1st OCULAR BLOOD FLOW SUMMIT: CONGRESS REPORT

DR RONALD GERSTE



Introduction

The relationship between ocular circulation and various eye diseases has been studied intensively in recent years which were also made possible by the introduction of new examination methods. This applies to "classical" vascular diseases such as retinal vascular occlusions or diabetic retinopathy but above all to glaucoma. The vascular component of this optic neuropathy has been studied primarily in Switzerland and the pathogenetic concept of glaucoma, developed by Professor Josef Flammer (long-time director of the University Eye Hospital Basel) has led to a better understanding of this disease.

Mount Rigi
In view of Switzerland's pioneering achievements, it is only logical that the first Ocular Blood Flow Summit took place in the heart of the Central European country - whereby "Summit" was true in two respects: on the one hand, the program director Dr. Katarzyna Konieczka (Basel) had ensured that leading scientists in the field of ocular perfusion came together for this meeting. On the other hand, it took place almost at summit height: on Mount Rigi, not far from Lucerne, at 1400 meters (approx. 4600 feet) altitude. Below are a few practical highlights of the four-day congress.

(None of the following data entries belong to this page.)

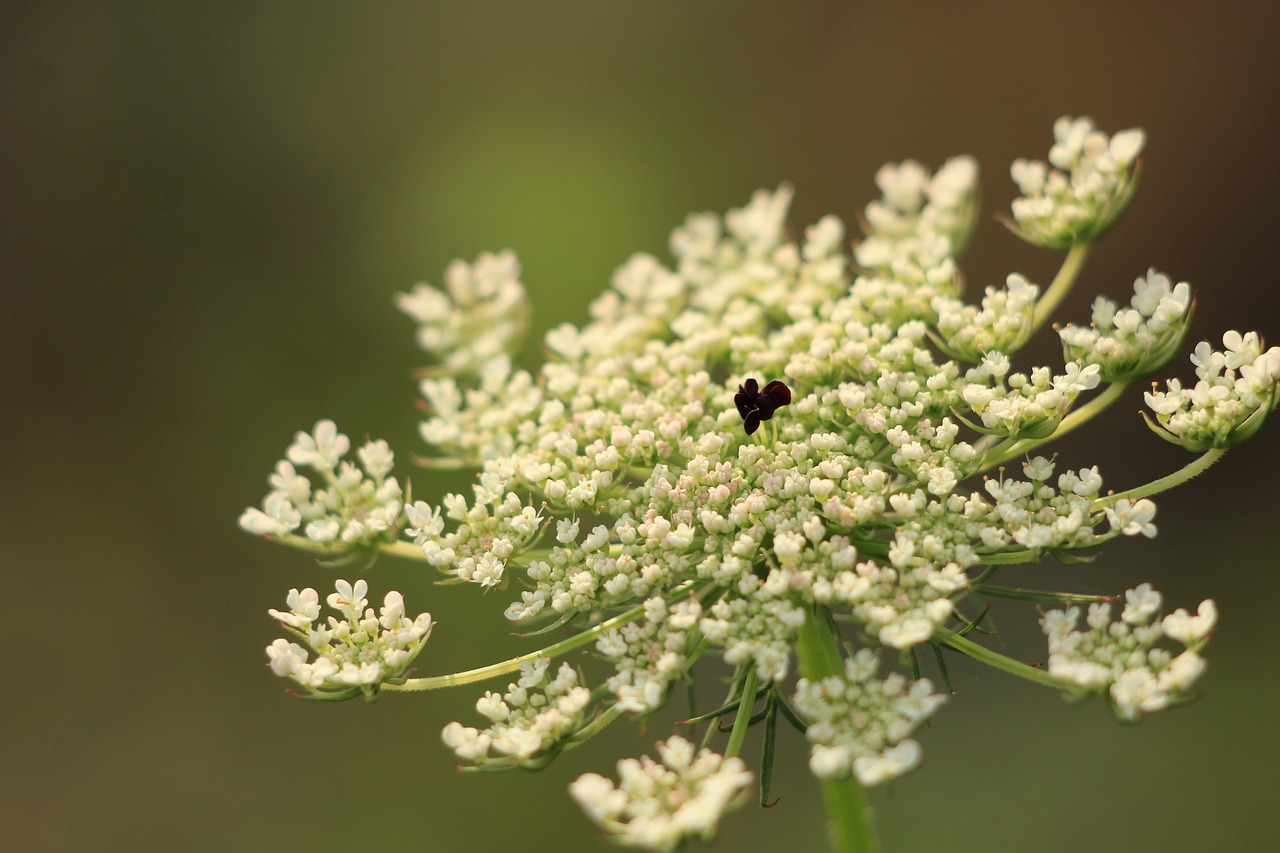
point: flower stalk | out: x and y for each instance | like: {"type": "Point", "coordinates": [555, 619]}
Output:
{"type": "Point", "coordinates": [848, 816]}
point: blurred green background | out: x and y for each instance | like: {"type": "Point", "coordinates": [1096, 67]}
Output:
{"type": "Point", "coordinates": [206, 210]}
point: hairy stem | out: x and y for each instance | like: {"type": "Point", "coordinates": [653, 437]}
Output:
{"type": "Point", "coordinates": [984, 655]}
{"type": "Point", "coordinates": [512, 665]}
{"type": "Point", "coordinates": [398, 548]}
{"type": "Point", "coordinates": [1073, 420]}
{"type": "Point", "coordinates": [1060, 287]}
{"type": "Point", "coordinates": [744, 714]}
{"type": "Point", "coordinates": [818, 652]}
{"type": "Point", "coordinates": [1194, 468]}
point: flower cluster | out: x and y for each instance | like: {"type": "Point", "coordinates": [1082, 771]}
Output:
{"type": "Point", "coordinates": [914, 233]}
{"type": "Point", "coordinates": [784, 455]}
{"type": "Point", "coordinates": [1083, 188]}
{"type": "Point", "coordinates": [1237, 391]}
{"type": "Point", "coordinates": [657, 804]}
{"type": "Point", "coordinates": [530, 723]}
{"type": "Point", "coordinates": [859, 724]}
{"type": "Point", "coordinates": [1001, 324]}
{"type": "Point", "coordinates": [355, 653]}
{"type": "Point", "coordinates": [351, 506]}
{"type": "Point", "coordinates": [650, 655]}
{"type": "Point", "coordinates": [481, 313]}
{"type": "Point", "coordinates": [1133, 342]}
{"type": "Point", "coordinates": [1121, 657]}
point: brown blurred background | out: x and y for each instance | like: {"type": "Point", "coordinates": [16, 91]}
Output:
{"type": "Point", "coordinates": [206, 210]}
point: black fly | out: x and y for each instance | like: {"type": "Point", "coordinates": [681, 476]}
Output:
{"type": "Point", "coordinates": [755, 405]}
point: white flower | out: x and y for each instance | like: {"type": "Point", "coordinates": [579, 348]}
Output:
{"type": "Point", "coordinates": [359, 651]}
{"type": "Point", "coordinates": [859, 724]}
{"type": "Point", "coordinates": [1191, 630]}
{"type": "Point", "coordinates": [656, 806]}
{"type": "Point", "coordinates": [321, 448]}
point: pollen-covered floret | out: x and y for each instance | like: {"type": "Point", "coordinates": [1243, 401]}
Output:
{"type": "Point", "coordinates": [860, 724]}
{"type": "Point", "coordinates": [1133, 342]}
{"type": "Point", "coordinates": [1237, 391]}
{"type": "Point", "coordinates": [356, 652]}
{"type": "Point", "coordinates": [1083, 188]}
{"type": "Point", "coordinates": [657, 804]}
{"type": "Point", "coordinates": [343, 506]}
{"type": "Point", "coordinates": [529, 724]}
{"type": "Point", "coordinates": [650, 655]}
{"type": "Point", "coordinates": [1121, 657]}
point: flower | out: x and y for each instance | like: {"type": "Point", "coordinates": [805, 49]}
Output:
{"type": "Point", "coordinates": [352, 655]}
{"type": "Point", "coordinates": [859, 724]}
{"type": "Point", "coordinates": [1079, 195]}
{"type": "Point", "coordinates": [530, 723]}
{"type": "Point", "coordinates": [1123, 657]}
{"type": "Point", "coordinates": [624, 488]}
{"type": "Point", "coordinates": [657, 804]}
{"type": "Point", "coordinates": [348, 506]}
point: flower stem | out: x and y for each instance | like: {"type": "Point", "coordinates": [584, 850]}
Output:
{"type": "Point", "coordinates": [818, 652]}
{"type": "Point", "coordinates": [1073, 419]}
{"type": "Point", "coordinates": [1060, 287]}
{"type": "Point", "coordinates": [400, 548]}
{"type": "Point", "coordinates": [744, 712]}
{"type": "Point", "coordinates": [1194, 468]}
{"type": "Point", "coordinates": [984, 655]}
{"type": "Point", "coordinates": [503, 667]}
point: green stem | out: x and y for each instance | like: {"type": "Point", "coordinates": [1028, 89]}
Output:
{"type": "Point", "coordinates": [1059, 288]}
{"type": "Point", "coordinates": [1194, 468]}
{"type": "Point", "coordinates": [1073, 419]}
{"type": "Point", "coordinates": [398, 548]}
{"type": "Point", "coordinates": [818, 653]}
{"type": "Point", "coordinates": [984, 655]}
{"type": "Point", "coordinates": [595, 726]}
{"type": "Point", "coordinates": [744, 712]}
{"type": "Point", "coordinates": [503, 667]}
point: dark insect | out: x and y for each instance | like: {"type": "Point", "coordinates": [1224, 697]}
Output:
{"type": "Point", "coordinates": [755, 405]}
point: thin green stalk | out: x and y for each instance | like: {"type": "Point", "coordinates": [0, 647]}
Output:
{"type": "Point", "coordinates": [1194, 468]}
{"type": "Point", "coordinates": [1059, 288]}
{"type": "Point", "coordinates": [984, 655]}
{"type": "Point", "coordinates": [398, 548]}
{"type": "Point", "coordinates": [1073, 420]}
{"type": "Point", "coordinates": [503, 667]}
{"type": "Point", "coordinates": [595, 726]}
{"type": "Point", "coordinates": [744, 714]}
{"type": "Point", "coordinates": [818, 653]}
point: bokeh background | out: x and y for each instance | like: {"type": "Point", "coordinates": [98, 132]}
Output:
{"type": "Point", "coordinates": [206, 209]}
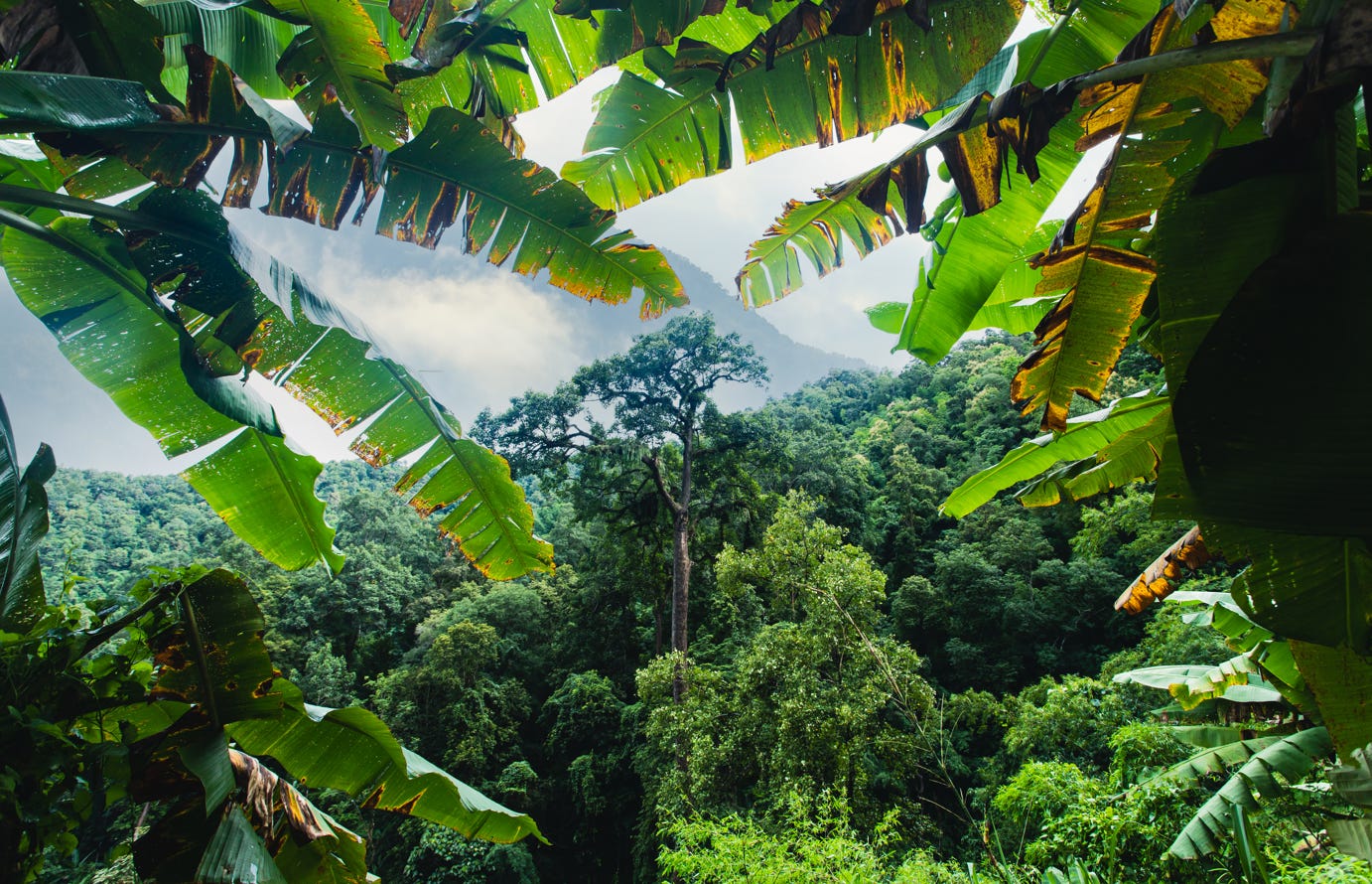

Glaucoma: The pathogenetic concept of optic nerve damage

Professor Josef Flammer described a part of his medical life's work, the role of blood flow in the pathogenesis of glaucoma. The disease affects the entire optical pathway, from thinning of the optic nerve to cell loss in the lateral geniculate nucleus and the visual cortex. Blood flow is reduced particularly in normal tension glaucoma (NTG) patients but also in those high-pressure glaucoma patients, which progress despite a normalized IOP. A reduction was measured not only in the retina, choroid, optic nerve head and in its vicinity, but also in retrobulbar vessels and even in the nail fold capillaries. The capillary microscopy of the nail fold led to the discovery of the relationship between peripheral vasospasm and disturbed regulation of ocular blood flow. In glaucomatous eyes, there are signs of hypoxia such as an increase of HIF1-alpha. If, however, glaucomatous optic nerve damage is a hypoxic process, why - Flammer asked - does a glaucomatous optic nerve with its characteristic excavation looks so different from a papilla in an indisputably ischemic condition such as an acute ischemic optic neuropathy (AION)?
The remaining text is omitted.